Director Sydney Pollock, however, had a very simple philosophy about making a movie: Employ Stars. Star Power guarantees success. And Pollock surely knew Redford’s Star Power -  Directing him in seven movies.

And all in all … Redford did a great job: one of My Favorite Westerns.

The other beef I had with the movie was that the actual (supposed) true story about Jeremiah Johnson seemed more interesting than the movie version.

I suspect, however, that some of these ‘facts’ about Johnson pushed a few credibility buttons … and was hardly the stuff of ‘Heros’. “Liver Eating Johnson”?! Some believe Johnson actually did this. It’s said that the Crow believed that unless a body was intact that the spirit could not pass over. So Johnson removed the liver and … yet it’s also said that Johnson confessed once that this story was a story he propagated (to scare or anger the Crow?) But if you were a cannibal, would you admit it?

Possible. Probable? Believable?

I figure some of these ‘details’ were kept out of the movie because not only do they seem implausible, but they made the character – our Hero – a lot less of a Goodguy.

As the Crow flies …

Then there’s the story that Johnson killed over 300 Crow braves. 300?!! That’s a hell of a lot of empty Teepees. Let’s see … if the Crow sent only one brave at a time (as the movie suggests)… and Johnson killed one brave a month … it would take 25 years to kill 300 Crow. That’s almost as hard to swallow as liver. 30 would be impressive enough … and believable. But 300 … ??? You have to question it.

But who’s counting?

Johnson? The Crow? (I might believe their count). But Johnson’s …

Yet … maybe it’s true.

Billy the Kid’s myth labours under similar suspicious history. Some claim ‘The Kid” really only killed about 4 people … though folklore and myth claim about 20 … or more.

So … the truth is … we really don’t know the truth.

Yet again … sometimes the truth IS indeed ‘stranger than fiction’.

keep the change Bob …

25 May

Slowly putting in my content for Pekinpah’s Pat Garrett and Billy the Kid. I have a ton, but have still been slowed down by this persistent flu – which I’ve had for  2 weeks now. It’s a killer.
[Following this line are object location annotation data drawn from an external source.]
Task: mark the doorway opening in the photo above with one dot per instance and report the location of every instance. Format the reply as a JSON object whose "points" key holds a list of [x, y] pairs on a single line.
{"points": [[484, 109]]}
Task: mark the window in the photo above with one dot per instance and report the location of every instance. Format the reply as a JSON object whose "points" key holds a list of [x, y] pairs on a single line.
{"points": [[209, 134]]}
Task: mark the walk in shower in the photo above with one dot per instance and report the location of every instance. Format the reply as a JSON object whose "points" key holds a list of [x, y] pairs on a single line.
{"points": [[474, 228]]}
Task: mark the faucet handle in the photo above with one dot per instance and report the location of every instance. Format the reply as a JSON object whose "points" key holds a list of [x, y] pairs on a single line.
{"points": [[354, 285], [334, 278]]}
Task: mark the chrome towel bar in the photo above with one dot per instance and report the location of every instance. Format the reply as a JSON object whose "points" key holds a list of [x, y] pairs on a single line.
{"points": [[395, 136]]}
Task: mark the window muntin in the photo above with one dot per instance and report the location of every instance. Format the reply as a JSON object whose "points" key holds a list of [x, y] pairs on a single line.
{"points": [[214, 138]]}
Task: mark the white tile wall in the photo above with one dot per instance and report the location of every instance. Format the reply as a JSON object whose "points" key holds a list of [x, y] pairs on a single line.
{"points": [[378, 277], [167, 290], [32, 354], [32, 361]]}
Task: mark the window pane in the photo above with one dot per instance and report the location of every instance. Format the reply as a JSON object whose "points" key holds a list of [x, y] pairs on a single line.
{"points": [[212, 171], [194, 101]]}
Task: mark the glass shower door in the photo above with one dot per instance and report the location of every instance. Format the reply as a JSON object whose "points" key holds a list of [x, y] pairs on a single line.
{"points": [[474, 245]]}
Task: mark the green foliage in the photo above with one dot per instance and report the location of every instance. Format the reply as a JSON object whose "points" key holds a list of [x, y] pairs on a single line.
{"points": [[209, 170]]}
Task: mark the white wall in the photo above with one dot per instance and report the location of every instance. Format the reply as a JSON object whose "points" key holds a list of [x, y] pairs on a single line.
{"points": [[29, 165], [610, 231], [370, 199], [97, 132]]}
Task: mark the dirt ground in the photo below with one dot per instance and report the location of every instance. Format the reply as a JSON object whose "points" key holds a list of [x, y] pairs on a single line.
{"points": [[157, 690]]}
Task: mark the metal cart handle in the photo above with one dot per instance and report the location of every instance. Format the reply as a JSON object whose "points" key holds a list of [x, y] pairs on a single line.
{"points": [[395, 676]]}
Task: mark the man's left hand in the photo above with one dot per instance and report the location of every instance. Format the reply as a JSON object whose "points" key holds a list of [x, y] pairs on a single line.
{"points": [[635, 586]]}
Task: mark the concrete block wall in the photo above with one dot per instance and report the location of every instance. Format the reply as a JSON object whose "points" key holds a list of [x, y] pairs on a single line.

The story behind the making of Pat Garrett and Billy the Kid in very interesting. Pekinpah’s ongoing fight with studio over content and costs. Reminds me of John Huston’s battle with the studio during his making of Unforgiven (starring Burt Lancaster and Audrey Hepburn). Both of these films still turned out to be Classics despite all the infighting and interference. To production people, movies are about money – that’s all. But to Pekinpah and Huston movies are about Art. Can you imagine somebody telling these guys how to make a movie? Incredible.

Making a movie is a tough task – involves hundreds of people. When you think of all the things that go wrong, it’s a wonder that anything gets turned out at all.

But it does – and we are the benefactors.